Note that Euler's identity tells us that:

${e}^{i \pi} + 1 = 0$

So we find:

${e}^{i \pi + \ln 0.9} = {e}^{i \pi} \cdot {e}^{\ln 0.9} = - 1 \cdot 0.9 = - 0.9$

In fact the principal value of the complex natural logarithm of $- 0.9$ is $\ln 0.9 + i \pi$.

"Principal value" ?

Any number of the form $x = \ln 0.9 + \left(2 k + 1\right) \pi i$ (with $k$ an integer) will satisfy ${e}^{x} = - 0.9$.

By convention, the principal value of $\ln \left(r {e}^{i \theta}\right)$ is $\ln r + i \theta$ for $\theta \in \left(- \pi , \pi\right]$.

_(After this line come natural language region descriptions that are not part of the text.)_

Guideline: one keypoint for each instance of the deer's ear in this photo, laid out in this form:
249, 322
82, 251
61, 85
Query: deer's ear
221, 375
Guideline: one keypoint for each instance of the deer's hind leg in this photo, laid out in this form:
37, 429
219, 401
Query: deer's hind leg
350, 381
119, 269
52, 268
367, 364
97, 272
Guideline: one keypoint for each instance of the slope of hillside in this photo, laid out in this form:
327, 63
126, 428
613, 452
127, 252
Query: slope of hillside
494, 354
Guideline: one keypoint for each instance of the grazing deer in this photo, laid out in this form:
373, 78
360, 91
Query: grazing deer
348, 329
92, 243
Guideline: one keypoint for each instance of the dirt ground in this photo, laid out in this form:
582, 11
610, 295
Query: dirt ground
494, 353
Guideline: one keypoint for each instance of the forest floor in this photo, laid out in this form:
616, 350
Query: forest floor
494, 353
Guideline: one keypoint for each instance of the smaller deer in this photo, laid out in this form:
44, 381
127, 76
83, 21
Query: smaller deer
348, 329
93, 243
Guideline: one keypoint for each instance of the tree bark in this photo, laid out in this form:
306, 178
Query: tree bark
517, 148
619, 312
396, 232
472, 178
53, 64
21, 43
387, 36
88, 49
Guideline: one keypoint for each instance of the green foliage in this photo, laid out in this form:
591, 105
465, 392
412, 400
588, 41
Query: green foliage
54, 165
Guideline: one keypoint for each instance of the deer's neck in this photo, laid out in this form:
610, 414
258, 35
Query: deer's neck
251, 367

To find the value of $\ln 0.9$ we can use:

$\ln \left(1 + t\right) = t - {t}^{2} / 2 + {t}^{3} / 3 - {t}^{4} / 4 + \ldots$

So:

$\ln \left(1 - t\right) = t + {t}^{2} / 2 + {t}^{3} / 3 + {t}^{4} / 4 + \ldots$

and:

$\ln \left(0.9\right) = \ln \left(1 - 0.1\right) = - \left(0.1 + \frac{0.01}{2} + \frac{0.001}{3} + \frac{0.0001}{4} + \ldots\right)$

$\approx - 0.10536$

So:

$\ln \left(- 0.9\right) = \ln \left(- 0.9\right) + i \pi \approx - 0.10536 + i \pi$